Enter Dambiso Moyo. She is an Oxford-educated PhD in economics, ex-Goldman Sachs, African and comely, making her a quintuple threat in pop econo-circles. She has the background and smarts to opine smartly on this rise/fall subject. Sadly, however, judging by her new book, she is bored by logic, incapable of writing an interesting sentence, and lazy.

It's too bad, because this is an important subject. Developing markets (China, Russia, India, Brazil) have more people and are growing quickly; developed markets (the United States, Europe) have fewer people and are growing slowly. It is, therefore, simple math that, all else being equal (or ceteris paribus, as the never-met-a-Latinate-expression-she-didn't-overuse Moyo would write) that developing market economies will catch up with developed markets. How the developed world will respond to declining economic dominance is one of the more important questions of the 21st century.

Most non-partisan economists think that the rise of the East will be good for the West – a rising tide lifts all boats, as Moyo might write. But she isn't convinced it will be that neat. She thinks that trade tensions will rise further, that resource scarcity is going to create Malthusian scares and, most important, that the West – okay, the United States – has forgotten how to dig deep and compete. Its education system is failing; it wants to have Sweden's social safety net while paying Hong Kong's personal taxes. She's not wrong, even if her gong-ringing, sandwich-board-wearing approach to making her case becomes like a five-hour flight beside someone with their iPod on too loud.

Where Moyo toddles off from here, however, is into a padded room of her own writing. She bounces from topic to topic, pops off contradictions, and slaps Post-it notes on her own forehead. Say this! Be sure to say that too! Oh, don't forget to insert that point! This book, in its incoherence, reads less like a book than like a first-year MBA's study notes for the next day's case class on international economics.

I'll give an example, so you get a flavour. Moyo makes a relentless case through two-thirds of the book for China's eventual economic dominance. It has more people. It's more determined. Its government is more able to get things done. Then she does a complete flip-flop, warning that democracies are actually much more effective than economies like China's. Which is it? It's not clear that she has decided, or that she even reads what she writes, so she flits back and forth between both, like a hummingbird with attention deficit disorder.

Examples of this sort of rhetorical pastiche are legion. Moyo will take a position from the Niall Ferguson column, another from the Milton Friedman column, connect them up, race off to The Economist or Wikipedia for a few examples, and there you have it: Just add over-used verbiage and you've got another chapter in this brief book done. And that is a big part of the problem – it feels less written than assembled.

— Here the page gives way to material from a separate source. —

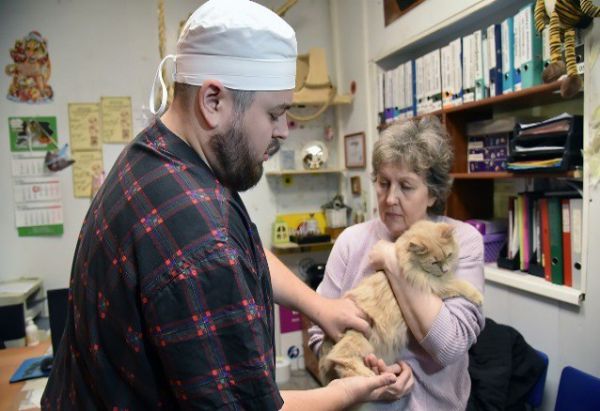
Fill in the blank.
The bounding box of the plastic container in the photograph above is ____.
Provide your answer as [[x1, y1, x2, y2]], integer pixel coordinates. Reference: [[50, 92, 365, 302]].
[[483, 233, 506, 263], [25, 317, 40, 347], [275, 356, 292, 384]]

And the problems are compounded by her writing style. The book slams together clichés and MBA-class abbreviations like so many railway cars on a siding: Bam! Bam! BATNA! Next thing you know we have sentences where there is a "tide of drugs" being "parcelled-out" at "knock-down prices." Did she even read this while she was writing it? Because reading it made me consider taking out cognitive disability insurance, not to mention making me feel terrible for agreeing with her about pretty much anything.

I blame Niall Ferguson for this. In the same way the Freakonomics books convinced a generation of economists to write books about the "Economics of XYZ," Ferguson's success writing for a popular audience about the confluence of history, politics and economics has apparently convinced every economist alive to write about the decline of the West. They don't really want you to read the books, of course. They just want to have written them, so that they, like Ferguson, can get some of that speaking-gig action. This book is Moyo saying, "Pick me." I hope no one does.

Paul Kedrosky is a senior fellow at the Kauffman Foundation and editor of Infectious Greed, a popular financial blog.